Pediatric Patients (10 - 17 years): The recommended starting dose of lurasidone hydrochloride tablets is 20 mg given once daily as monotherapy. Initial dose titration is not required. The dose may be increased after one week based on clinical response. Lurasidone hydrochloride tablets has been shown to be effective in a dose range of 20 mg per day to 80 mg per day as monotherapy. The maximum recommended dose is 80 mg per day.
Concomitant Use with CYP3A4 Inhibitors: If lurasidone hydrochloride tablets is being prescribed and a moderate CYP3A4 inhibitor (e.g. diltiazem, atazanavir, erythromycin, fluconazole, verapamil etc.) is added to the therapy, the lurasidone hydrochloride tablets dose should be reduced to half of the original dose level. Similarly, if a moderate CYP3A4 inhibitor is being prescribed and lurasidone hydrochloride tablets is added to the therapy, the recommended starting dose of lurasidone hydrochloride tablets is 20 mg per day, and the maximum recommended dose of lurasidone hydrochloride tablets is 80 mg per day.
Concomitant Use with CYP3A4 Inducers: If lurasidone hydrochloride tablets are used concomitantly with a moderate CYP3A4 inducer, it may be necessary to increase the lurasidone hydrochloride tablets dose after chronic treatment (7 days or more) with the CYP3A4 inducer.
Specific Population: Administration in Patients with Renal Impairment: Dose adjustment is recommended in moderate (creatinine clearance: 30 to <50 mL/min) and severe renal impairment (creatinine clearance <30 mL/min) patients. The recommended starting dose is 20 mg per day. The dose in these patients should not exceed 80 mg per day. Greater exposure may increase the risk of lurasidone hydrochloride-associated adverse reactions.
Administration in Patients with Hepatic Impairment: Dose adjustment is recommended in moderate (Child-Pugh Score = 7 to 9) and severe hepatic impairment (Child-Pugh Score = 10 to 15) patients. The recommended starting dose is 20 mg per day. The dose in moderate hepatic impairment patients should not exceed 80 mg per day and the dose in severe hepatic impairment patients should not exceed 40 mg/day. Greater exposure may increase the risk of lurasidone hydrochloride-associated adverse reactions.
Elderly Patients: Reportedly clinical studies with lurasidone hydrochloride did not include sufficient numbers of patients aged 65 and older to determine whether or not they respond differently from younger patients. In elderly patients with psychosis (65 to 85), lurasidone hydrochloride concentrations (20 mg/day) were similar to those in young subjects. It is unknown whether dose adjustment is necessary on the basis of age alone.

Human Experience: In premarketing clinical studies, accidental or intentional overdosage of lurasidone hydrochloride was identified in one patient who ingested an estimated 560 mg of lurasidone hydrochloride.
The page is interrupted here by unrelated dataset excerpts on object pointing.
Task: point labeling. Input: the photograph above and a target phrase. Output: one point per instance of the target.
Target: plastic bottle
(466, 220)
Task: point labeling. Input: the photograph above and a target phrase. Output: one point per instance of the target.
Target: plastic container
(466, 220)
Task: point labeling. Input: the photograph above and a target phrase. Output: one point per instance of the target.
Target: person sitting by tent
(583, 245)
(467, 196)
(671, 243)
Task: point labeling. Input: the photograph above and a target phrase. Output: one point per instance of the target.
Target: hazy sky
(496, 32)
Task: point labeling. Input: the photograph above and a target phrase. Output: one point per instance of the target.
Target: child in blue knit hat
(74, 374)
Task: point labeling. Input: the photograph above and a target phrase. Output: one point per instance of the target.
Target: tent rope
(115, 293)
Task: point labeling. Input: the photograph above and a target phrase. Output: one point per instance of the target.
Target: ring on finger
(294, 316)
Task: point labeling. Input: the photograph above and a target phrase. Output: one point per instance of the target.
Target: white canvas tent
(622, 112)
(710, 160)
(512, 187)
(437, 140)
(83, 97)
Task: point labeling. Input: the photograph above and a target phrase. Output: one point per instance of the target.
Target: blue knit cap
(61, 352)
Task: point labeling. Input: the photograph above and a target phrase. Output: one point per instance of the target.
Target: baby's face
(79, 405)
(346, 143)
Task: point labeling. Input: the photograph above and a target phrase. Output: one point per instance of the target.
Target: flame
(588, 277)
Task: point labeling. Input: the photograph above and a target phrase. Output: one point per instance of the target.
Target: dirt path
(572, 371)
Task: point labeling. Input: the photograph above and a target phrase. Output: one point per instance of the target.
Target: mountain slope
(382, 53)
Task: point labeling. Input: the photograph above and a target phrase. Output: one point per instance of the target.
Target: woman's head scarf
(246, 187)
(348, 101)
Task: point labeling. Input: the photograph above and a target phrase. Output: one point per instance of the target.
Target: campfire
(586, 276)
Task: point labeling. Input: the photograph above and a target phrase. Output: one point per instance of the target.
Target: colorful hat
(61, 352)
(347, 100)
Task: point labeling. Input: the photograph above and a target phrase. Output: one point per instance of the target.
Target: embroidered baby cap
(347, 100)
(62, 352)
This patient recovered without sequelae. This patient resumed lurasidone hydrochloride treatment for an additional two months.
Management of Overdosage: No specific antidotes for lurasidone hydrochloride are known. In managing overdose, provide supportive care, including close medical supervision and monitoring, and consider the possibility of multiple drug involvement. If an overdose occurs, consult a Certified Poison Control Center.
Cardiovascular monitoring should commence immediately, including continuous electrocardiographic monitoring for possible arrhythmias. If antiarrhythmic therapy is administered, disopyramide, procainamide, and quinidine carry a theoretical hazard of additive QT-prolonging effects when administered in patients with an acute overdose of lurasidone hydrochloride. Similarly, the alpha-blocking properties of bretylium might be additive to those of lurasidone hydrochloride, resulting in problematic hypotension.
Hypotension and circulatory collapse should be treated with appropriate measures. Epinephrine and dopamine should not be used, or other sympathomimetics with beta-agonist activity, since beta stimulation may worsen hypotension in the setting of lurasidone hydrochloride-induced alpha blockade. In case of severe extrapyramidal symptoms, anticholinergic medication should be administered.
Gastric lavage (after intubation if patient is unconscious) and administration of activated charcoal together with a laxative should be considered.
The possibility of obtundation, seizures, or dystonic reaction of the head and neck following overdose may create a risk of aspiration with induced emesis.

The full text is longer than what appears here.